Welcome to my latest project "Flight Analysis"!
It's a handy Python project I created to extract flight price data from Google Flights, to then perform some regression/supervised learning techniques to extract precious and - more importantly - insights I can use to book the most efficient fares.
The main features are:
- Scraper for Google Flight results
- Data cleaner and formatter to dataframe
Currently developing (also see future implementations):
- ML technique for forecasting/clustering/predicting
- Data collection and storage (SQL database)
- Automation of script run to collect and store data automatically on a daily basis
I've always loved traveling and exploring, especially in new countries with completely different cultures. I also really like data and its powerful usage.
That is why I came up with the idea of combining two of my passions into this one personal project, with the aim of showcasing my data-related skills, but also saving a great part of my travel budget that I would otherwise spend buying suboptimal plane tickets :)
The goal of the script is to be as easy as possible to use.
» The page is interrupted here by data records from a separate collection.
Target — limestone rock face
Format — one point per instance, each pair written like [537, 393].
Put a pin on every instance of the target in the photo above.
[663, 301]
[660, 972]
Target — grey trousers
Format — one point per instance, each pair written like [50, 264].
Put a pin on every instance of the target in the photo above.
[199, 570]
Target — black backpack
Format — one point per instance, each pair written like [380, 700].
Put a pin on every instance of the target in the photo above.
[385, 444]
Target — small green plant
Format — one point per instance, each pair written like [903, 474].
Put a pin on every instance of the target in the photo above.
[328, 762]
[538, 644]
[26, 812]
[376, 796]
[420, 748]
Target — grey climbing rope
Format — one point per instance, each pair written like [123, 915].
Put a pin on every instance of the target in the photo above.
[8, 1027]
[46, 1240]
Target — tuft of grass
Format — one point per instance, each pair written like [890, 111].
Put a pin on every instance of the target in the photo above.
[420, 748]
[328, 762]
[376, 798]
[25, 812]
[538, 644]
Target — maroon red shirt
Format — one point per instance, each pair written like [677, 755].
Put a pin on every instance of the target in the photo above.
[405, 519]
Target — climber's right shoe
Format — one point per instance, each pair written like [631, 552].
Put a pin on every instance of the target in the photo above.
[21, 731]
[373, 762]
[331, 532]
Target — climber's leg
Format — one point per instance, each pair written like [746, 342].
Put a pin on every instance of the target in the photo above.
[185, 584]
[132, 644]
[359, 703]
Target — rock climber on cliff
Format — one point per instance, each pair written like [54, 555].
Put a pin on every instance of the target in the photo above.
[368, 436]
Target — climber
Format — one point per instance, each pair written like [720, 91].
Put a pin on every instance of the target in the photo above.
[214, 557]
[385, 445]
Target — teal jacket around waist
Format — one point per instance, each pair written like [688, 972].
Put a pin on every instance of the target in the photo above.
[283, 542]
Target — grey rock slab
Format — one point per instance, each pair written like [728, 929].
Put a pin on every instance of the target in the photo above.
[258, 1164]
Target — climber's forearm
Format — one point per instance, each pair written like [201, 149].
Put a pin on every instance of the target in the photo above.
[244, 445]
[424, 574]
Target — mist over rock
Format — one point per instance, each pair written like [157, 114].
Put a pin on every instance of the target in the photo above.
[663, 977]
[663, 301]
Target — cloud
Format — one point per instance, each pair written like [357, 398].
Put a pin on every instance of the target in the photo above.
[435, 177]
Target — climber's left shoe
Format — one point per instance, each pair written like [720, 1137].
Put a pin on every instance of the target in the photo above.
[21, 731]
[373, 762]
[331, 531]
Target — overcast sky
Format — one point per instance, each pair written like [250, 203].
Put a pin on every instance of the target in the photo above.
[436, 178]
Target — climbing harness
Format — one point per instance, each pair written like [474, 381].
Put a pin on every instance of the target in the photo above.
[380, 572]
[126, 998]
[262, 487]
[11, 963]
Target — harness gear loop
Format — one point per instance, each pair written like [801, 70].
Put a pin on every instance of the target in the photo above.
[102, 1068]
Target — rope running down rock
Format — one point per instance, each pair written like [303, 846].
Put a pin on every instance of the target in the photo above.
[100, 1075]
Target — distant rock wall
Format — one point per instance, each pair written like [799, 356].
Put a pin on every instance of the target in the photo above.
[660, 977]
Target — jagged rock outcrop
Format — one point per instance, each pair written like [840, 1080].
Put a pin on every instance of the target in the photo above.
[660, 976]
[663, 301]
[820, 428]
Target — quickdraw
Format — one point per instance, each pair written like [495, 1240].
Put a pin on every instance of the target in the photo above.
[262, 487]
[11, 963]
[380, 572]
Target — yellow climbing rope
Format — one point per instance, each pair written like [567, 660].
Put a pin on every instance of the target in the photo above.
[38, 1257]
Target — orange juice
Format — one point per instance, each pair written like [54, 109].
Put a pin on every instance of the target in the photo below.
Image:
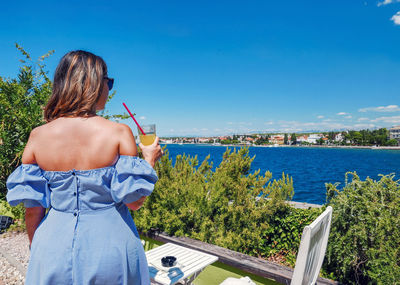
[147, 139]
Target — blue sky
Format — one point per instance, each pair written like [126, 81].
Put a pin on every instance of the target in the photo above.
[222, 67]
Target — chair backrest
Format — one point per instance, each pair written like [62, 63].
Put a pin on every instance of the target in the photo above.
[312, 249]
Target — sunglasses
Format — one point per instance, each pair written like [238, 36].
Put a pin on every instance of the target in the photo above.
[110, 82]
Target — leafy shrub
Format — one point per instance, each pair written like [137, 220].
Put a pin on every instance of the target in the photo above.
[21, 109]
[364, 244]
[222, 206]
[17, 213]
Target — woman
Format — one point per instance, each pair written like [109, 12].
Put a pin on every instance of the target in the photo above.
[86, 170]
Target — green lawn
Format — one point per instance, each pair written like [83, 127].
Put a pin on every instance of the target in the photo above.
[216, 272]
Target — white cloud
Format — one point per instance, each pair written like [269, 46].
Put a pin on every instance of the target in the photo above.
[389, 108]
[386, 2]
[396, 18]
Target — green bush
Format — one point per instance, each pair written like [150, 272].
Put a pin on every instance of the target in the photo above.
[221, 207]
[21, 109]
[364, 244]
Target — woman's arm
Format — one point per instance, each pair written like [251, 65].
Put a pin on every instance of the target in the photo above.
[33, 216]
[150, 153]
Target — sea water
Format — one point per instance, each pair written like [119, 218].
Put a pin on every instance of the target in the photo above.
[309, 167]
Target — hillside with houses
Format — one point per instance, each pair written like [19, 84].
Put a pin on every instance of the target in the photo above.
[379, 137]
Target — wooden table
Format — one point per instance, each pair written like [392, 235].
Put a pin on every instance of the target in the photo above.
[189, 264]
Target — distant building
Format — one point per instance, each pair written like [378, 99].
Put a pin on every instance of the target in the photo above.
[302, 139]
[277, 139]
[313, 138]
[394, 133]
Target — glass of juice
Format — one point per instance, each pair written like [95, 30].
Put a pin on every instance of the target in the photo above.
[150, 136]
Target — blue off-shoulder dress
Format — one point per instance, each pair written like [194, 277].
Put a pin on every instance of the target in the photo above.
[88, 236]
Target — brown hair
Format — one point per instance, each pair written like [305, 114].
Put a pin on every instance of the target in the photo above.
[77, 86]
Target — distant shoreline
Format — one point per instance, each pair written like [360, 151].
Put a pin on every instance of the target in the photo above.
[294, 146]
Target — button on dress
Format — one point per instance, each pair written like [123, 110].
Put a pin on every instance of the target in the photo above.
[88, 236]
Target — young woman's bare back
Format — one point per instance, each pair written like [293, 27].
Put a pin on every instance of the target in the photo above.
[79, 143]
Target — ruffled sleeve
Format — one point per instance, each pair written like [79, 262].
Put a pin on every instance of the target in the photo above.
[133, 178]
[27, 185]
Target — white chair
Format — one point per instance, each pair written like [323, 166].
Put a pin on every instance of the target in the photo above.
[312, 249]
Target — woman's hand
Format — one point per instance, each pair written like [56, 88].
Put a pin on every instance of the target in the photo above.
[152, 153]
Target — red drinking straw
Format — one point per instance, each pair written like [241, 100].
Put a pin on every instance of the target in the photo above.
[140, 128]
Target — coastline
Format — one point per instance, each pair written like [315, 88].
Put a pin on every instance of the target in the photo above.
[294, 146]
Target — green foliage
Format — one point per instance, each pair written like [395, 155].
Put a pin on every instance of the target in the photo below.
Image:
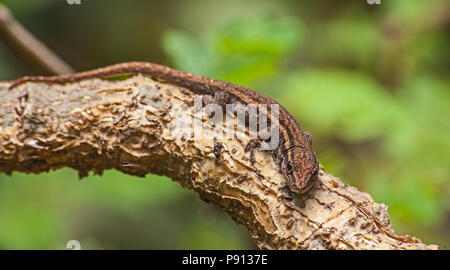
[399, 135]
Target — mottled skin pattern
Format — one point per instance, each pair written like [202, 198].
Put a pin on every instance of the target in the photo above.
[294, 154]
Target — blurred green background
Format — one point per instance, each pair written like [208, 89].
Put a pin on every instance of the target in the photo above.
[370, 82]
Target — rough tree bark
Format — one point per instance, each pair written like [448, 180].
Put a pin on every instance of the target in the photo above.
[131, 125]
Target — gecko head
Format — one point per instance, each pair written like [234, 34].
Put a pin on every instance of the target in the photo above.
[300, 167]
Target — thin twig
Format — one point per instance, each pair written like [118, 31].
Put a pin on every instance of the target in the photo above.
[29, 48]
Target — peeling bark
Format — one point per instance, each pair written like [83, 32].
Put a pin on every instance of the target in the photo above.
[131, 125]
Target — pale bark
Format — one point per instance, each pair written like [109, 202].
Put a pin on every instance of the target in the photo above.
[130, 125]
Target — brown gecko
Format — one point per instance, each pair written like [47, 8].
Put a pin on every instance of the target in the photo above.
[294, 153]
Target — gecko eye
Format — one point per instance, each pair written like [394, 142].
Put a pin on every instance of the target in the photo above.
[289, 167]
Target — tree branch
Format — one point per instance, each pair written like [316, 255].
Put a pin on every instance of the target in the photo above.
[131, 125]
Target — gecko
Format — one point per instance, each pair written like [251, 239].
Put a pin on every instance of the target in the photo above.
[294, 154]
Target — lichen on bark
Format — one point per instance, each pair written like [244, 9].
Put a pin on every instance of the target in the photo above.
[132, 125]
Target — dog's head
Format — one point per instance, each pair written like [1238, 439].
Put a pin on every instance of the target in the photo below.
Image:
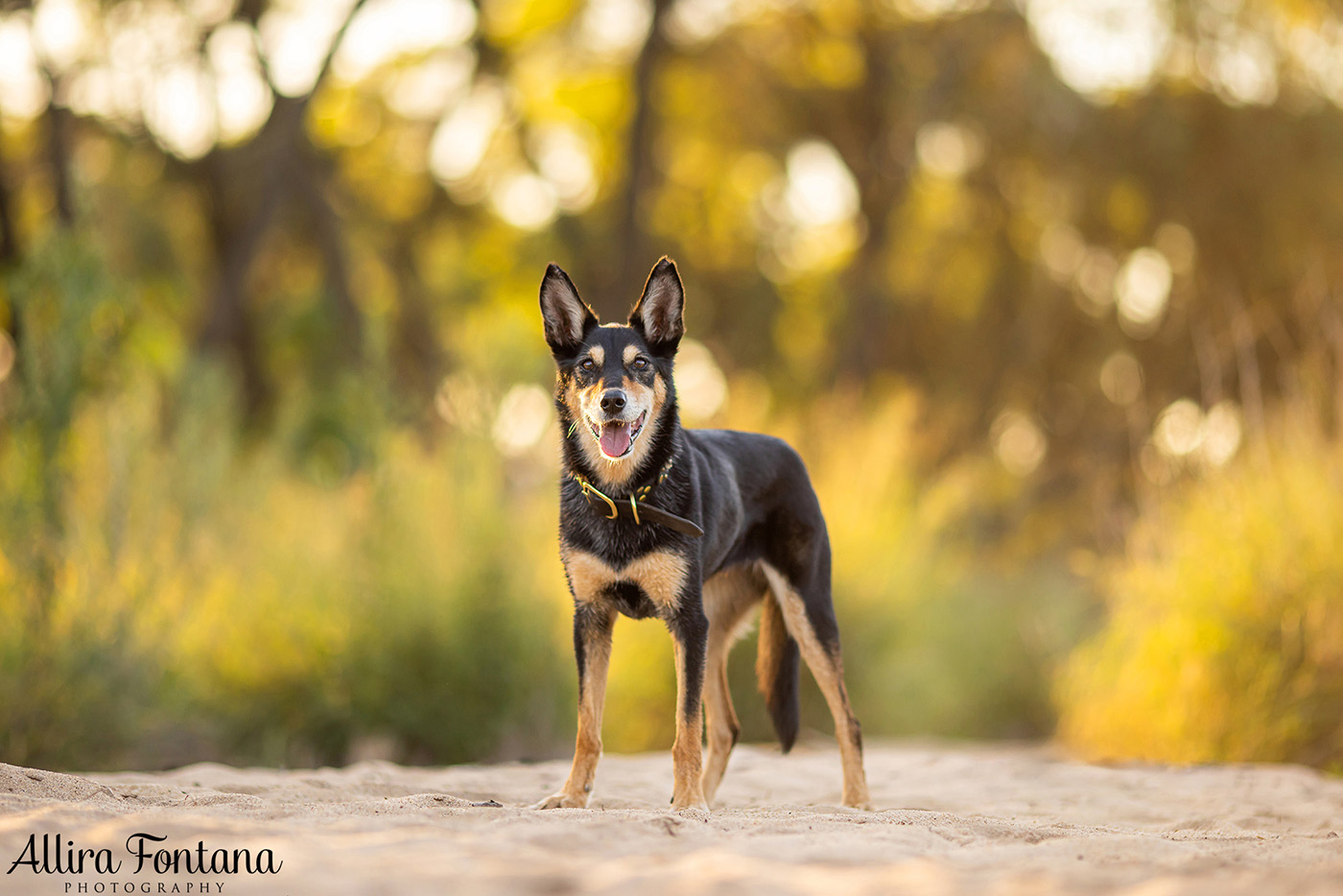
[614, 387]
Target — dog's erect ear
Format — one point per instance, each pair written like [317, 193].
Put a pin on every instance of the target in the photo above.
[566, 316]
[660, 312]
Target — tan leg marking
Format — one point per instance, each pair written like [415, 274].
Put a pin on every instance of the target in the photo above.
[728, 598]
[587, 748]
[660, 574]
[588, 577]
[829, 673]
[687, 790]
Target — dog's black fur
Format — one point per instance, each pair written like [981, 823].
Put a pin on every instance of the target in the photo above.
[749, 493]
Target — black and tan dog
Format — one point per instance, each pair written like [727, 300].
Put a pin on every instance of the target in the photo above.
[694, 527]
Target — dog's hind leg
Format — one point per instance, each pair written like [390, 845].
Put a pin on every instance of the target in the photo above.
[727, 600]
[593, 625]
[810, 621]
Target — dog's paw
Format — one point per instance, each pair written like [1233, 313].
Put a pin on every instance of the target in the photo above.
[697, 812]
[561, 801]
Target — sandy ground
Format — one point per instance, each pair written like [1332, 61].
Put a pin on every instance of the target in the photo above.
[949, 819]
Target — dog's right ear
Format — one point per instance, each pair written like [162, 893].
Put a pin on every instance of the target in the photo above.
[567, 318]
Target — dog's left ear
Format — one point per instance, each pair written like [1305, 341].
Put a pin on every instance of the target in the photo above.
[658, 316]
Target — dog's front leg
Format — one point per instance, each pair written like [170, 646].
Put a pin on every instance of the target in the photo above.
[593, 626]
[691, 631]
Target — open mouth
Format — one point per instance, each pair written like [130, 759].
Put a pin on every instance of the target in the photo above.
[617, 436]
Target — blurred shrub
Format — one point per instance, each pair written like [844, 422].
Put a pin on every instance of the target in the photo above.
[172, 591]
[342, 586]
[1225, 630]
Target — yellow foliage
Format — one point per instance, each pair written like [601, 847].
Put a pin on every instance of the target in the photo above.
[1225, 630]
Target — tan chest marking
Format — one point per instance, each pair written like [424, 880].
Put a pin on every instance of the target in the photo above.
[660, 574]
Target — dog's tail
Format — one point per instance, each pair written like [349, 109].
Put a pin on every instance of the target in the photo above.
[776, 672]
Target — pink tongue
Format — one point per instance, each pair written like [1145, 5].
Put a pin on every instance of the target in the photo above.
[615, 439]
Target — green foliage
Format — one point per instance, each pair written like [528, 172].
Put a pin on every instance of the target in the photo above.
[1225, 630]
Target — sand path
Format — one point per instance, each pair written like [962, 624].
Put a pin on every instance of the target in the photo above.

The whole project is written has been created with Python 3.11 and is based on the following libraries only:
- pandas
- numpy
- matplotlib
- selenium
- tqdm
- pytest
A very simple example of the main scraping functionality could be the following (get all flight from Munich (MUC) to Los Angeles (LAX) on May 28th, 2023):
from google_flight_analysis.scrape import *
flights = Scrape("MUC", "LAX", "2023-05-28")
flights.data
The code above would produce the following output:
Departure datetime | Arrival datetime | Airline(s) | Travel Time | Origin | Destination | Num Stops | Layover | Stops Location | Price (€) | Price Trend | Price Value | Access Date | Flight Type | Days in Advance | |
---|---|---|---|---|---|---|---|---|---|---|---|---|---|---|---|
0 | 2023-05-28 08:00 | 2023-05-28 15:00 | Lufthansa, Condor | 16:00 | MUC | LAX | 1 | 02:25 | FRA | 705 | high | 180 | 2023-05-23 | One Way | 4 |
1 | 2023-05-28 11:00 | 2023-05-28 20:05 | Lufthansa, LOT | 18:05 | MUC | LAX | 1 | 04:15 | WAW | 773 | high | 180 | 2023-05-23 | One Way | 4 |
2 | 2023-05-28 07:30 | 2023-05-28 16:00 | Iberia, American, Finnair | 17:30 | MUC | LAX | 1 | 02:20 | MAD | 804 | high | 180 | 2023-05-23 | One Way | 4 |
3 | 2023-05-28 14:00 | 2023-05-29 08:41 | Lufthansa, Norse Atlantic Airways, JetBlue | 27:41 | MUC | LAX | 2 | BER, JFK | BER, JFK | 696 | high | 180 | 2023-05-23 | One Way | 4 |
4 | 2023-05-28 09:55 | 2023-05-28 20:05 | LOT | 19:10 | MUC | LAX | 1 | 05:15 | WAW | 789 | high | 180 | 2023-05-23 | One Way | 4 |
5 | 2023-05-28 07:15 | 2023-05-28 13:10 | Air France, Delta | 14:55 | MUC | LAX | 1 | 01:40 | CDG | 987 | high | 180 | 2023-05-23 | One Way | 4 |
In March 2023 I planned to go to Mexico and Belize. I had 4 weeks at my disposal, and I was planning a trip of 3 weeks in total, therefore I had some room to play with for when to leave and when to return.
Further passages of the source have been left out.